“Andrò in giro per le strade/ zufolando, così,/ fino a che gli altri dicano: è pazzo! E mi fermerò soprattutto coi bambini/ a giocare in periferia,/e poi lascerò un fiore ad ogni finestra dei poveri e saluterò chiunque incontrerò per via inchinandomi fino a terra”.
È Davide Maria Turoldo a raccontare con una poesia il suo mattino di Pasqua. C’è una domanda, seguita da una risposta, che di quando in quando interrompe lo scorrere del testo: “E dirò alla gente: avete visto il Signore? Ma lo dirò in silenzio e solo con un sorriso”.
Oggi abbiamo non poca difficoltà a trovare parole di speranza, come sono quelle di Pasqua, perché davanti ai nostri occhi scorrono le immagini di una sofferenza immane e, purtroppo, anche di una indifferenza immane.
La poesia di Turoldo potrebbe apparire fuori dalla realtà.
C’è però un messaggio splendido nelle sue parole, c’è un suggerimento lieve su come attraversare questo nostro tempo senza smarrire la direzione della Pasqua.
Due atteggiamenti, in particolare, prendono spazio tra le righe della poesia: il silenzio e il sorriso.
Il silenzio è una comunicazione muta ma ricca di pensieri e di vibrazioni dell’anima che si incontrano e si intrecciano.
Di fronte all’immensità del dolore di bambini, donne, uomini è questo silenzio che parla e poi di fronte alla sofferenza degli innocenti genera denuncia dell’ingiustizia e proposta di giustizia.
Nascono qui parole capaci di comunicare speranza, di opporsi ai muri e di costruire ponti.
E poi il sorriso.
L’espressione solare e accogliente del volto è sempre una comunicazione incoraggiante e lo diventa ancor più quando la persona a cui si rivolge è nella prova, nell’anonimato, nel rifiuto. Ma il sorriso è anche un gesto concreto, è la mano che stringe l’’altra, è lo spazio che si apre dentro di sé per fare posto al nuovo arrivato, al diverso, allo straniero.
Sono grandi amici il sorriso e il silenzio. Hanno un linguaggio universale, un linguaggio che attraversa il tempo e lo spazio con i passi di un uomo che inciampa, cade, si rialza, viene ucciso. Ma non muore. Le parole si fermano davanti a quest’uomo, davanti al mistero della sua sofferenza e del suo amore. Davanti alla sua ultima parola che non è quella della morte.

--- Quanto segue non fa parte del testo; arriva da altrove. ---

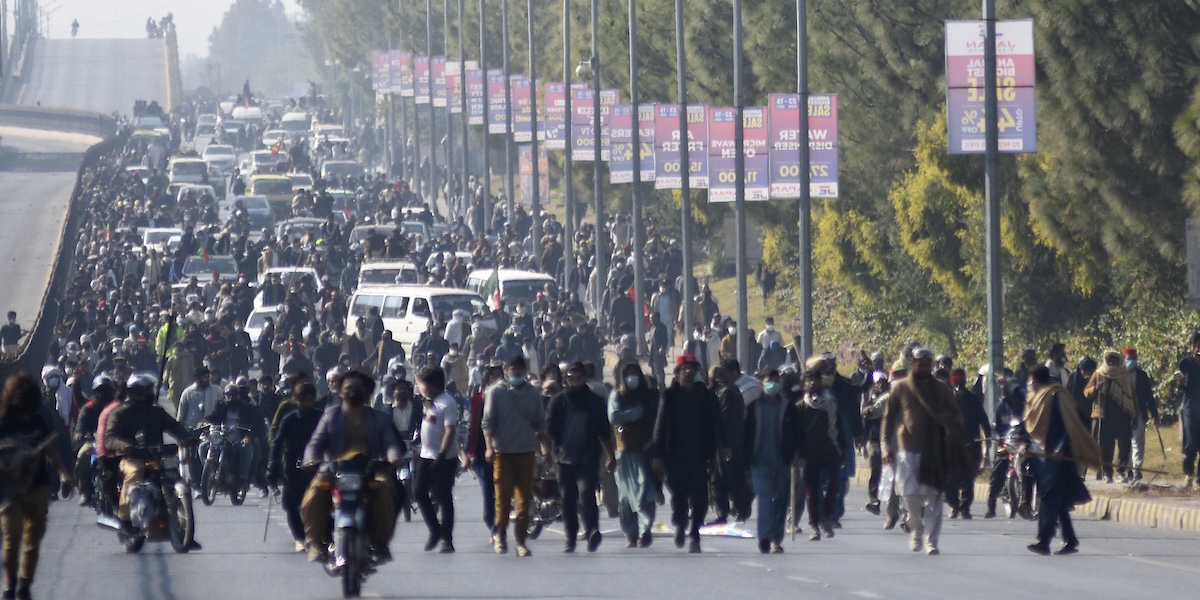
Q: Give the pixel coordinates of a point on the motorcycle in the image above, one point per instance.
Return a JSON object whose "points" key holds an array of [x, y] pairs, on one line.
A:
{"points": [[351, 558], [160, 507], [221, 472]]}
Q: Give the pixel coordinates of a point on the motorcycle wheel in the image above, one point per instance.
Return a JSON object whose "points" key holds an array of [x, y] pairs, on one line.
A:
{"points": [[239, 495], [183, 526], [209, 484], [132, 544], [352, 573]]}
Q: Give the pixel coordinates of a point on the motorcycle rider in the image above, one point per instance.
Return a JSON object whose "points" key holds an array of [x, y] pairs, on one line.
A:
{"points": [[237, 412], [287, 450], [103, 391], [346, 429], [135, 426]]}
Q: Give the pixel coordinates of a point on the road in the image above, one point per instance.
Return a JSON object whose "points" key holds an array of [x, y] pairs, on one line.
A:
{"points": [[102, 76], [981, 557], [37, 173]]}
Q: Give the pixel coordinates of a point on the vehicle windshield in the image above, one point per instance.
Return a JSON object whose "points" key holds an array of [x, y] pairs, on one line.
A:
{"points": [[268, 186], [198, 267]]}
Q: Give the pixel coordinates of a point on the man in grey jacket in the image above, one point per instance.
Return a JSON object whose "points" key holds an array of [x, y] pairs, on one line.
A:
{"points": [[514, 425]]}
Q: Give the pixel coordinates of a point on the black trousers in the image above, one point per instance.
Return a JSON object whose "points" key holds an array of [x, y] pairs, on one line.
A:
{"points": [[577, 486], [433, 487], [689, 497]]}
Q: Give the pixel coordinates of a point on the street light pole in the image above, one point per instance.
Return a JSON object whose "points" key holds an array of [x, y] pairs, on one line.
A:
{"points": [[802, 76], [739, 203], [684, 171], [639, 270]]}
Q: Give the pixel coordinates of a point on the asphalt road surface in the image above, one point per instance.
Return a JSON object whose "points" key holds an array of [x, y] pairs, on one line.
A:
{"points": [[981, 558], [37, 174], [102, 76]]}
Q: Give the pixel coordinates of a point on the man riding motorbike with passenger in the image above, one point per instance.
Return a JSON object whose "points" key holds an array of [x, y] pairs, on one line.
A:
{"points": [[347, 430]]}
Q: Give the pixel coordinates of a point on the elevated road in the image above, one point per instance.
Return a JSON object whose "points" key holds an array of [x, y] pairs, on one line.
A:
{"points": [[102, 76]]}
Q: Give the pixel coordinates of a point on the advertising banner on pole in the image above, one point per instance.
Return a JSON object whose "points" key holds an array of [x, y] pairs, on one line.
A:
{"points": [[784, 123], [477, 105], [582, 124], [556, 115], [496, 106], [421, 73], [438, 76], [609, 99], [525, 171], [621, 139], [522, 115], [666, 148], [401, 73], [1015, 93]]}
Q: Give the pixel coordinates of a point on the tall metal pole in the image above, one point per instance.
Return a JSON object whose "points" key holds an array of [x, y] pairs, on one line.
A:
{"points": [[486, 178], [535, 195], [568, 181], [465, 202], [433, 121], [639, 270], [598, 203], [802, 67], [991, 198], [739, 202], [685, 172], [509, 172]]}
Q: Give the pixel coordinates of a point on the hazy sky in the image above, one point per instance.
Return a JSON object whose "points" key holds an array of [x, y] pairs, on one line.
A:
{"points": [[195, 19]]}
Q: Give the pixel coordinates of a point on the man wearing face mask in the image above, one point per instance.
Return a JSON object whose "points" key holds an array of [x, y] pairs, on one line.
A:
{"points": [[579, 427], [923, 438], [772, 439], [1147, 409], [514, 426], [975, 420], [687, 439]]}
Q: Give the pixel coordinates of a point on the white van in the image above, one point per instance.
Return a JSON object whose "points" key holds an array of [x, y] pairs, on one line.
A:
{"points": [[375, 274], [407, 310], [515, 286]]}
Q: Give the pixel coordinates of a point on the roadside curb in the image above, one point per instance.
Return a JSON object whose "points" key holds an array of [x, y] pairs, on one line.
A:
{"points": [[1144, 513]]}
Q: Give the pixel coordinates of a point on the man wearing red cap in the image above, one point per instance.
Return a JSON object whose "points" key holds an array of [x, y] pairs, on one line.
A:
{"points": [[685, 439], [1147, 409]]}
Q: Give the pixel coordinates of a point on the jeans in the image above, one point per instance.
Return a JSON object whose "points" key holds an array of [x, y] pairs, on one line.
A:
{"points": [[487, 486], [772, 487], [577, 486], [433, 483], [514, 491]]}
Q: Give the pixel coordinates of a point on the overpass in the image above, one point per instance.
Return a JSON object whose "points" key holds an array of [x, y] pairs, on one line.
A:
{"points": [[43, 141]]}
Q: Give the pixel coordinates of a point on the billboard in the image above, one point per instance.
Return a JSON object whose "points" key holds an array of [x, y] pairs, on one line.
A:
{"points": [[965, 79]]}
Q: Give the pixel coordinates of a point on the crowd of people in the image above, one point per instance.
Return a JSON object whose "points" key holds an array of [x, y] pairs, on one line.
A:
{"points": [[511, 391]]}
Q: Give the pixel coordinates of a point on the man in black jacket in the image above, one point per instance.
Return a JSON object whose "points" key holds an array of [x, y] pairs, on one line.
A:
{"points": [[577, 424], [687, 438], [287, 451]]}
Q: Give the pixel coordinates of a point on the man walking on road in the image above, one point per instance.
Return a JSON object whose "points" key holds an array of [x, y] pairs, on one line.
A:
{"points": [[514, 425], [924, 439], [1061, 444]]}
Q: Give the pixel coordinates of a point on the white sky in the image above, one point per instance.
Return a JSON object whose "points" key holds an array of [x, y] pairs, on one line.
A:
{"points": [[195, 19]]}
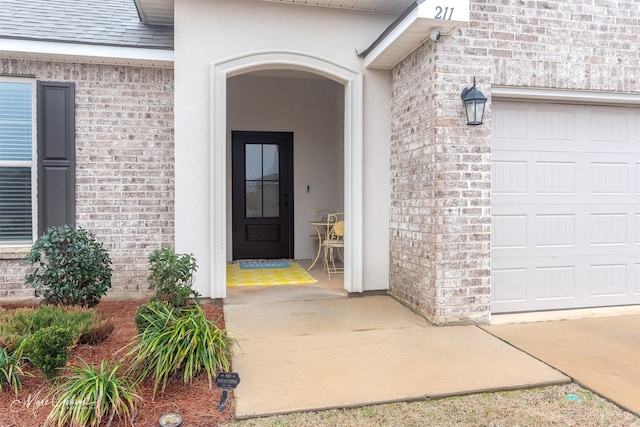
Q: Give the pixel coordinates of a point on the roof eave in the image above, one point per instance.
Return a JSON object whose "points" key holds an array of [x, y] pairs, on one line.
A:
{"points": [[412, 28]]}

Con questi pensieri Turoldo ci accompagna con il suo zufolo, cioè con la sua poesia, sulle strade e sulle piazze e…poi?
“…e poi non lascerò mai morire/ la lampada dell’altare e ogni domenica mi vestirò di bianco”.
Ecco il linguaggio della Pasqua, fatto di silenzio e di sorriso, fatto della follia di uomini e donne che camminano non dietro ma accanto al suonatore di zufolo, allo sconosciuto che, creduto morto, sorprende due donne nella luce di un mattino e due viandanti sul far della sera.